All tolled, there were more than 800,000 Rohingyas in Bangladesh, according to the UN Refugee Agency (UNHCR).
Desperate men, women and children were being recruited with false offers of paid work in various industries including fishing, small commerce, begging and, in the case of girls, domestic work, the IOM said.
Once they start the job, they usually find that they are not paid what was promised, it said.
They are often deprived of sleep, made to work more hours than was agreed, not allowed to leave their work premises and not allowed to contact their family. Women and girls are often physically or sexually abused.

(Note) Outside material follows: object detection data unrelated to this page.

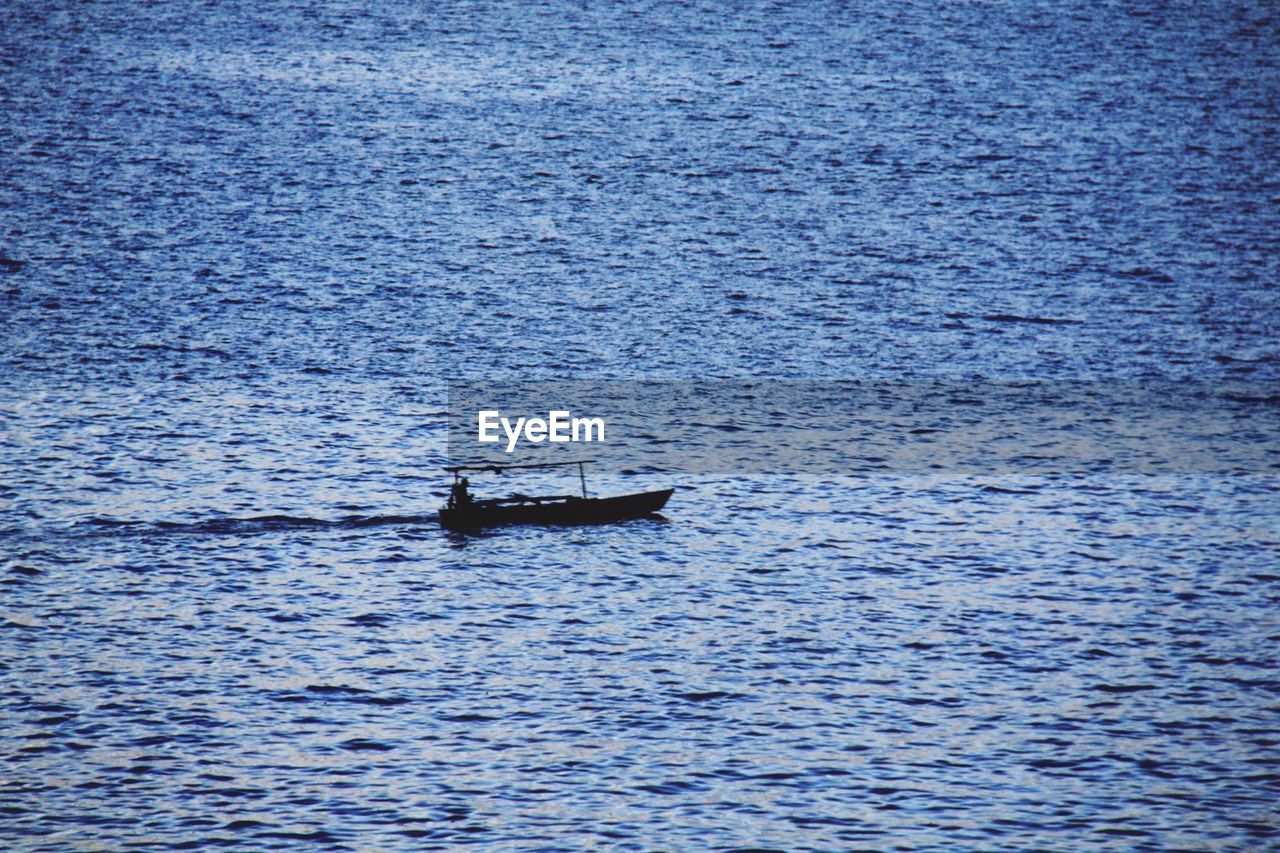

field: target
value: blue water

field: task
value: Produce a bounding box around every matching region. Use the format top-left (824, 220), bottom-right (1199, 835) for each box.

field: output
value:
top-left (0, 0), bottom-right (1280, 850)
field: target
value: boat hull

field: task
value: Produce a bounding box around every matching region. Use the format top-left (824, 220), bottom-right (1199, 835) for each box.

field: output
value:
top-left (440, 489), bottom-right (675, 530)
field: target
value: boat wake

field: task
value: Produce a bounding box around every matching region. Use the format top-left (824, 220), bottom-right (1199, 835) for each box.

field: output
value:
top-left (77, 512), bottom-right (438, 537)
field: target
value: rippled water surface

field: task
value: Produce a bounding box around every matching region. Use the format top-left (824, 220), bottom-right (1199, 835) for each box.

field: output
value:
top-left (0, 0), bottom-right (1280, 850)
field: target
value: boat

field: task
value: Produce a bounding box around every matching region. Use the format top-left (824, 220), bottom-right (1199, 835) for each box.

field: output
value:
top-left (440, 460), bottom-right (675, 530)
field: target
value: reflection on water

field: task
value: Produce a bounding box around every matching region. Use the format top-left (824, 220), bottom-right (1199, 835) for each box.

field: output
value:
top-left (0, 0), bottom-right (1280, 852)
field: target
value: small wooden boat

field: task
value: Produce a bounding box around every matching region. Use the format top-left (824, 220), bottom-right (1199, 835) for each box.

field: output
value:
top-left (440, 460), bottom-right (675, 530)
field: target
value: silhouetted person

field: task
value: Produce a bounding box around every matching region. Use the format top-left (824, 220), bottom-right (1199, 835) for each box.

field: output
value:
top-left (449, 476), bottom-right (471, 510)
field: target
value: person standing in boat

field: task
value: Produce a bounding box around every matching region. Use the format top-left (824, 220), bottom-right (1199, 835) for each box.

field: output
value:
top-left (449, 476), bottom-right (471, 510)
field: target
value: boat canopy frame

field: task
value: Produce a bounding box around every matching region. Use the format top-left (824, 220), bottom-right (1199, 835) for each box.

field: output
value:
top-left (444, 459), bottom-right (595, 501)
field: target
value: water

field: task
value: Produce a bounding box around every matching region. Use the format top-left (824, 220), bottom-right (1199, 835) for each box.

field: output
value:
top-left (0, 0), bottom-right (1280, 850)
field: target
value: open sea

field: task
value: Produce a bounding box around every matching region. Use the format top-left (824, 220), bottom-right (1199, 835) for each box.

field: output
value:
top-left (0, 0), bottom-right (1280, 852)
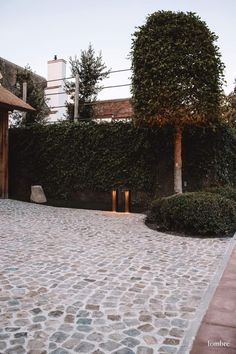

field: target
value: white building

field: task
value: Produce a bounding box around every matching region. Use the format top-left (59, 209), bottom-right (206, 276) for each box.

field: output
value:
top-left (45, 57), bottom-right (68, 123)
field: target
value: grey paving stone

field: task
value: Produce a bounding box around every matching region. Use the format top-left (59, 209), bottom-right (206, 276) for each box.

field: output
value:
top-left (99, 340), bottom-right (120, 353)
top-left (74, 342), bottom-right (95, 353)
top-left (0, 199), bottom-right (229, 354)
top-left (121, 337), bottom-right (140, 348)
top-left (137, 347), bottom-right (154, 354)
top-left (49, 332), bottom-right (69, 343)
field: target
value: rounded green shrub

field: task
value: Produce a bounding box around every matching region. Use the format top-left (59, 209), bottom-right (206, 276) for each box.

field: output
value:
top-left (147, 192), bottom-right (236, 236)
top-left (206, 186), bottom-right (236, 202)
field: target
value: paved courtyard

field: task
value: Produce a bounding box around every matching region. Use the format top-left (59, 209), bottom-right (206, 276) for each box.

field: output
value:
top-left (0, 200), bottom-right (232, 354)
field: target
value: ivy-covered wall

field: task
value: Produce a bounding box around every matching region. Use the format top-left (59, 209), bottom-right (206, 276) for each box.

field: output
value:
top-left (9, 122), bottom-right (236, 209)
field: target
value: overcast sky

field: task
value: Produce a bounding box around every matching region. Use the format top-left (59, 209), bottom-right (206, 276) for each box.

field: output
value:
top-left (0, 0), bottom-right (236, 99)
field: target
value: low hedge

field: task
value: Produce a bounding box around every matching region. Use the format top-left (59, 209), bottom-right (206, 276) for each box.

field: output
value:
top-left (147, 192), bottom-right (236, 236)
top-left (206, 186), bottom-right (236, 202)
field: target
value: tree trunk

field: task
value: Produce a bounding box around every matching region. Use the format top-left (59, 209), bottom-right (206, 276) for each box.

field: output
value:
top-left (174, 125), bottom-right (183, 194)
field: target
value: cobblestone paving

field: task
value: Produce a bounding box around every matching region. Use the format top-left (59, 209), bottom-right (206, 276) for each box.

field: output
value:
top-left (0, 200), bottom-right (228, 354)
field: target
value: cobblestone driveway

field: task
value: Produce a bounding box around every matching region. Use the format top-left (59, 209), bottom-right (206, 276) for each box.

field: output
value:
top-left (0, 200), bottom-right (231, 354)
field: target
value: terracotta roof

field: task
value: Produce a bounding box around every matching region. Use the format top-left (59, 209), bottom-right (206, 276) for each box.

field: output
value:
top-left (0, 85), bottom-right (35, 112)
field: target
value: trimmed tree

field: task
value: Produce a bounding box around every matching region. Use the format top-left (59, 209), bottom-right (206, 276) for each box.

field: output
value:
top-left (65, 44), bottom-right (110, 121)
top-left (131, 11), bottom-right (224, 193)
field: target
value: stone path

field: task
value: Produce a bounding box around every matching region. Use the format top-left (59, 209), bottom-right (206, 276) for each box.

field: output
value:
top-left (191, 246), bottom-right (236, 354)
top-left (0, 200), bottom-right (232, 354)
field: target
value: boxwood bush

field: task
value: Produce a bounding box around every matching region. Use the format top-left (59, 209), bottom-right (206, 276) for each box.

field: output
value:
top-left (147, 192), bottom-right (236, 236)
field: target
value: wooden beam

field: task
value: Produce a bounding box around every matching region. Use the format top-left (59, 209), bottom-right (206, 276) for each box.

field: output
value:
top-left (0, 110), bottom-right (8, 198)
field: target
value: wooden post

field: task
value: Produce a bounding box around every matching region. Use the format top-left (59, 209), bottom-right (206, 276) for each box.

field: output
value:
top-left (0, 110), bottom-right (8, 198)
top-left (74, 74), bottom-right (79, 122)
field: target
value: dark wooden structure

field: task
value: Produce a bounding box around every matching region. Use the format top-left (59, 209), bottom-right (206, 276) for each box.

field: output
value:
top-left (0, 85), bottom-right (34, 198)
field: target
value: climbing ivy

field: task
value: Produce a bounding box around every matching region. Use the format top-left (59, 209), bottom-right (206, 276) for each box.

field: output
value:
top-left (9, 122), bottom-right (236, 199)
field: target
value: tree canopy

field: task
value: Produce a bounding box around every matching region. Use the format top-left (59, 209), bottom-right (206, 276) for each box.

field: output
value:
top-left (131, 11), bottom-right (224, 193)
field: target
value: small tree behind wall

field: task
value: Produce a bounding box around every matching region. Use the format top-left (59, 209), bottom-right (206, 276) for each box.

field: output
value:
top-left (131, 11), bottom-right (224, 193)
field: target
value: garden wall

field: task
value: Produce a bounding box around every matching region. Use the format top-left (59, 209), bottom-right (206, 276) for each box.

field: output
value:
top-left (9, 122), bottom-right (236, 210)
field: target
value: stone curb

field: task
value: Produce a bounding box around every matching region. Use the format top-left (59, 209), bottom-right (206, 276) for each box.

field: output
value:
top-left (177, 232), bottom-right (236, 354)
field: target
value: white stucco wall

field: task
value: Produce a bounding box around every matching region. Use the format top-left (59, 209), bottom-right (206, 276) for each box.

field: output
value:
top-left (45, 59), bottom-right (67, 123)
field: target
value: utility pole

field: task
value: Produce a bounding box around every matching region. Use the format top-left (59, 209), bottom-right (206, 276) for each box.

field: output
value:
top-left (74, 73), bottom-right (79, 122)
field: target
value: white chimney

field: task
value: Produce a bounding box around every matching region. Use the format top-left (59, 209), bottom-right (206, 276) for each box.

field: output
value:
top-left (45, 56), bottom-right (67, 123)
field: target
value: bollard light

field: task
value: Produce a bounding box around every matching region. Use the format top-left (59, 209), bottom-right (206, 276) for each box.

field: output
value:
top-left (111, 189), bottom-right (117, 212)
top-left (124, 190), bottom-right (130, 213)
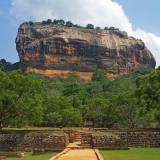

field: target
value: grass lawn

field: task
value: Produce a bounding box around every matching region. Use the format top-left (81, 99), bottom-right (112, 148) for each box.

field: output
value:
top-left (5, 152), bottom-right (57, 160)
top-left (101, 148), bottom-right (160, 160)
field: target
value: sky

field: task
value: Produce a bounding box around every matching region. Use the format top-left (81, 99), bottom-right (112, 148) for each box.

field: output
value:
top-left (0, 0), bottom-right (160, 66)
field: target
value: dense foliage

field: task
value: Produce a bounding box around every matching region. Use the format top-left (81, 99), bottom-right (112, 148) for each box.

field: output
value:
top-left (0, 62), bottom-right (160, 128)
top-left (26, 19), bottom-right (119, 30)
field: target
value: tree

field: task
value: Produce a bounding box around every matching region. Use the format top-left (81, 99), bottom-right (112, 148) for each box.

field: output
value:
top-left (66, 21), bottom-right (73, 27)
top-left (29, 21), bottom-right (34, 26)
top-left (58, 19), bottom-right (65, 25)
top-left (136, 69), bottom-right (160, 127)
top-left (86, 24), bottom-right (94, 29)
top-left (104, 27), bottom-right (109, 30)
top-left (96, 27), bottom-right (101, 30)
top-left (46, 19), bottom-right (52, 24)
top-left (62, 108), bottom-right (82, 127)
top-left (0, 71), bottom-right (43, 128)
top-left (92, 69), bottom-right (106, 81)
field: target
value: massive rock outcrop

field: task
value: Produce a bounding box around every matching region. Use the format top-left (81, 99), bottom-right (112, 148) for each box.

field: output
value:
top-left (16, 23), bottom-right (155, 80)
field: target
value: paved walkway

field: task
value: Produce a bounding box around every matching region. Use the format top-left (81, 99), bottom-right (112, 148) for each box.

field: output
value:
top-left (57, 149), bottom-right (97, 160)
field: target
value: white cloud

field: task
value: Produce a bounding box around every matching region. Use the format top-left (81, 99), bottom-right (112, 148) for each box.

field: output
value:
top-left (11, 0), bottom-right (160, 65)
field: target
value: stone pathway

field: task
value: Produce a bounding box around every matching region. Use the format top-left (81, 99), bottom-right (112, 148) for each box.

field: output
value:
top-left (57, 149), bottom-right (98, 160)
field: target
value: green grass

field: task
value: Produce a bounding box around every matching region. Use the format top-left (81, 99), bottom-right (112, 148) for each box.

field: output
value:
top-left (5, 153), bottom-right (57, 160)
top-left (101, 148), bottom-right (160, 160)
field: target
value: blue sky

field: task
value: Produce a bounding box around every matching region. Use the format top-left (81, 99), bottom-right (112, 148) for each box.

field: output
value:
top-left (0, 0), bottom-right (160, 64)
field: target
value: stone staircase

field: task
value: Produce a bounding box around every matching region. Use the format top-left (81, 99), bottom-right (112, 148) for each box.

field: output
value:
top-left (68, 131), bottom-right (92, 149)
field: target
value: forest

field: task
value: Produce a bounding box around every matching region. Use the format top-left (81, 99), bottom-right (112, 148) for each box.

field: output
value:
top-left (0, 60), bottom-right (160, 129)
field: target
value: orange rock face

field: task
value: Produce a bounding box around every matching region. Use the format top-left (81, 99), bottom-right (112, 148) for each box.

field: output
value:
top-left (26, 67), bottom-right (93, 81)
top-left (16, 23), bottom-right (155, 81)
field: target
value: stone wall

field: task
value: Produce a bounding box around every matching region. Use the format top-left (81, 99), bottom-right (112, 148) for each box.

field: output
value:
top-left (116, 131), bottom-right (160, 147)
top-left (82, 129), bottom-right (160, 149)
top-left (0, 132), bottom-right (69, 151)
top-left (94, 129), bottom-right (160, 147)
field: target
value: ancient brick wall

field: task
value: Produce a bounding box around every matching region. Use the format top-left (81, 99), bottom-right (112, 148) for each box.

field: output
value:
top-left (82, 129), bottom-right (160, 149)
top-left (0, 133), bottom-right (69, 151)
top-left (116, 131), bottom-right (160, 147)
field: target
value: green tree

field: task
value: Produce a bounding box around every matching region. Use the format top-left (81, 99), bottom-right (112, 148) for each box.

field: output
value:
top-left (66, 21), bottom-right (73, 27)
top-left (62, 108), bottom-right (82, 127)
top-left (0, 71), bottom-right (43, 128)
top-left (136, 69), bottom-right (160, 127)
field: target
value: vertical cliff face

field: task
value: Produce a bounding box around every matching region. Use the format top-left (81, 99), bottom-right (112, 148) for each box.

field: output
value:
top-left (16, 23), bottom-right (155, 79)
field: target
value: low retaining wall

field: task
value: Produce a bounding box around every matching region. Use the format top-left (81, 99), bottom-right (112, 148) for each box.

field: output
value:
top-left (82, 129), bottom-right (160, 149)
top-left (0, 132), bottom-right (69, 151)
top-left (115, 131), bottom-right (160, 147)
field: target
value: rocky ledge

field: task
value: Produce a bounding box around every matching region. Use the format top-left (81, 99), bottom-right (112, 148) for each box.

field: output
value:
top-left (16, 23), bottom-right (156, 80)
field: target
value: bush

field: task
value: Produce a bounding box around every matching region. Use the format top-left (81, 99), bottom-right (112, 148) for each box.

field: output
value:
top-left (86, 24), bottom-right (94, 29)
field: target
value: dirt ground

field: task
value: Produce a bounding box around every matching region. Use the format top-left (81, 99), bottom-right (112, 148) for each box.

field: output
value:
top-left (58, 149), bottom-right (97, 160)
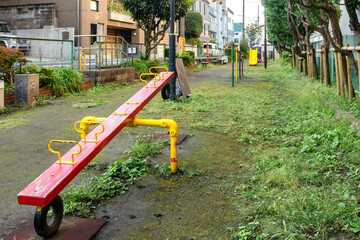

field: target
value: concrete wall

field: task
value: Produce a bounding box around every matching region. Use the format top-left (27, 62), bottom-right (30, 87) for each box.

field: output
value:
top-left (13, 26), bottom-right (74, 61)
top-left (83, 67), bottom-right (135, 86)
top-left (0, 3), bottom-right (56, 30)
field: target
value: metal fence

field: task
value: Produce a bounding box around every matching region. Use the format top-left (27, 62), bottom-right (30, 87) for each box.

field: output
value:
top-left (74, 35), bottom-right (134, 70)
top-left (0, 36), bottom-right (74, 67)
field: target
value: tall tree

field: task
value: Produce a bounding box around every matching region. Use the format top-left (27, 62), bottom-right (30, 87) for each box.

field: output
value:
top-left (345, 0), bottom-right (360, 45)
top-left (121, 0), bottom-right (194, 59)
top-left (245, 23), bottom-right (261, 46)
top-left (262, 0), bottom-right (294, 53)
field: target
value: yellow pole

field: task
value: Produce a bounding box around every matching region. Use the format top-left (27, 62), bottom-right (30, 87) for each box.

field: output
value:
top-left (235, 49), bottom-right (239, 82)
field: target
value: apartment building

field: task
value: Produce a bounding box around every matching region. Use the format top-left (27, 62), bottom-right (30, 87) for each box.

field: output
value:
top-left (191, 0), bottom-right (211, 43)
top-left (0, 0), bottom-right (144, 43)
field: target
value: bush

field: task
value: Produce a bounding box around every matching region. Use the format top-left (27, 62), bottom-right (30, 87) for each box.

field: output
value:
top-left (0, 47), bottom-right (26, 87)
top-left (15, 64), bottom-right (55, 87)
top-left (51, 68), bottom-right (84, 96)
top-left (180, 52), bottom-right (194, 66)
top-left (281, 51), bottom-right (291, 65)
top-left (186, 38), bottom-right (201, 47)
top-left (123, 60), bottom-right (149, 73)
top-left (240, 40), bottom-right (249, 58)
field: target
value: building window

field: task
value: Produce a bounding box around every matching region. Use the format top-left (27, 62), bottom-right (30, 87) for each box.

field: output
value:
top-left (90, 0), bottom-right (99, 12)
top-left (90, 24), bottom-right (97, 44)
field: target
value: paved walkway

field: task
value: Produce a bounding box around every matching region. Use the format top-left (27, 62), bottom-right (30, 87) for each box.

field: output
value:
top-left (0, 65), bottom-right (240, 239)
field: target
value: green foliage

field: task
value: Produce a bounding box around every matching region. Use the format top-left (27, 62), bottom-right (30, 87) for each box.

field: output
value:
top-left (122, 0), bottom-right (194, 59)
top-left (63, 135), bottom-right (164, 217)
top-left (281, 51), bottom-right (291, 65)
top-left (184, 50), bottom-right (195, 58)
top-left (15, 64), bottom-right (55, 87)
top-left (123, 59), bottom-right (166, 73)
top-left (245, 23), bottom-right (262, 46)
top-left (0, 46), bottom-right (26, 87)
top-left (240, 40), bottom-right (249, 58)
top-left (210, 39), bottom-right (219, 45)
top-left (186, 38), bottom-right (202, 47)
top-left (185, 11), bottom-right (203, 39)
top-left (262, 0), bottom-right (294, 51)
top-left (179, 52), bottom-right (194, 66)
top-left (50, 68), bottom-right (84, 96)
top-left (108, 0), bottom-right (130, 15)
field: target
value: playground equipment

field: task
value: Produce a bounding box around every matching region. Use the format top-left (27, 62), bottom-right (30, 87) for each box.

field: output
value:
top-left (79, 49), bottom-right (86, 71)
top-left (17, 69), bottom-right (178, 237)
top-left (249, 48), bottom-right (258, 66)
top-left (235, 50), bottom-right (243, 82)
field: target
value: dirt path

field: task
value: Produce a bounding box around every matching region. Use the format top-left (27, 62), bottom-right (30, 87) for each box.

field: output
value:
top-left (0, 65), bottom-right (268, 239)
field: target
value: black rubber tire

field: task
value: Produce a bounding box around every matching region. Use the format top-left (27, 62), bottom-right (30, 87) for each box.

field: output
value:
top-left (161, 84), bottom-right (170, 100)
top-left (34, 195), bottom-right (64, 238)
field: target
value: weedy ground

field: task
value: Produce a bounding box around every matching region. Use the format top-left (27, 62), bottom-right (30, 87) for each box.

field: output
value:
top-left (2, 62), bottom-right (360, 239)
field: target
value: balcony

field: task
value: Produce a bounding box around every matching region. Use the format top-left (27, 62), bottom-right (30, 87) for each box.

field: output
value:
top-left (108, 12), bottom-right (135, 24)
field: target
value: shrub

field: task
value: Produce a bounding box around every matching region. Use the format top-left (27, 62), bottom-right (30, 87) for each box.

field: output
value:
top-left (180, 52), bottom-right (194, 66)
top-left (281, 51), bottom-right (291, 65)
top-left (123, 60), bottom-right (148, 73)
top-left (186, 38), bottom-right (201, 47)
top-left (51, 68), bottom-right (84, 96)
top-left (0, 47), bottom-right (26, 87)
top-left (185, 51), bottom-right (195, 58)
top-left (240, 40), bottom-right (249, 58)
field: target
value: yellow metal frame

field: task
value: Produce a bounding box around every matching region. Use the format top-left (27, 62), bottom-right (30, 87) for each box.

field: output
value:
top-left (74, 117), bottom-right (105, 142)
top-left (79, 49), bottom-right (86, 71)
top-left (75, 117), bottom-right (179, 173)
top-left (235, 49), bottom-right (239, 82)
top-left (126, 118), bottom-right (179, 173)
top-left (140, 73), bottom-right (161, 88)
top-left (149, 67), bottom-right (169, 80)
top-left (48, 140), bottom-right (82, 165)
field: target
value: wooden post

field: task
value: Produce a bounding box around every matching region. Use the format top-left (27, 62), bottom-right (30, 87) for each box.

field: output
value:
top-left (334, 52), bottom-right (341, 95)
top-left (338, 53), bottom-right (345, 97)
top-left (320, 48), bottom-right (324, 84)
top-left (346, 44), bottom-right (355, 101)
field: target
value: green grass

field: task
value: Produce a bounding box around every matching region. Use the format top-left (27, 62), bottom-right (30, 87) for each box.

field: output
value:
top-left (140, 63), bottom-right (360, 239)
top-left (63, 135), bottom-right (164, 217)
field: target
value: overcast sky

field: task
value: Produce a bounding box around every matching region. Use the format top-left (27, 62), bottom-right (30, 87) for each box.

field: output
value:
top-left (226, 0), bottom-right (264, 25)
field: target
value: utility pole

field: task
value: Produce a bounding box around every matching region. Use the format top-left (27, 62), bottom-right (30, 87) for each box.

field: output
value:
top-left (264, 8), bottom-right (267, 69)
top-left (239, 0), bottom-right (245, 40)
top-left (169, 0), bottom-right (176, 101)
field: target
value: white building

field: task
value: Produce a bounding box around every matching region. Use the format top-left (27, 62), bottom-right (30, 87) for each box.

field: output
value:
top-left (226, 8), bottom-right (235, 44)
top-left (191, 0), bottom-right (210, 43)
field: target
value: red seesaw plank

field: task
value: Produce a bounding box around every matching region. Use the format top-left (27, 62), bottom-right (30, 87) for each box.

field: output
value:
top-left (17, 72), bottom-right (174, 207)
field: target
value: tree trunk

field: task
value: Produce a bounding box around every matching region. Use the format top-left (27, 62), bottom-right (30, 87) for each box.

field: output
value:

Kateryna Ardanyan, an IOM counter-trafficking expert currently deployed in Cox's Bazar, said: "In the chaos of a crisis like this, trafficking is usually invisible at first, as there are so many other urgent needs like food and shelter. But agencies responding to this crisis should not wait until the number of identified victims increases.
"Rohingya refugees need preventive and proactive action now to mitigate risks of human trafficking, and the survivors need help, before this spirals out of control."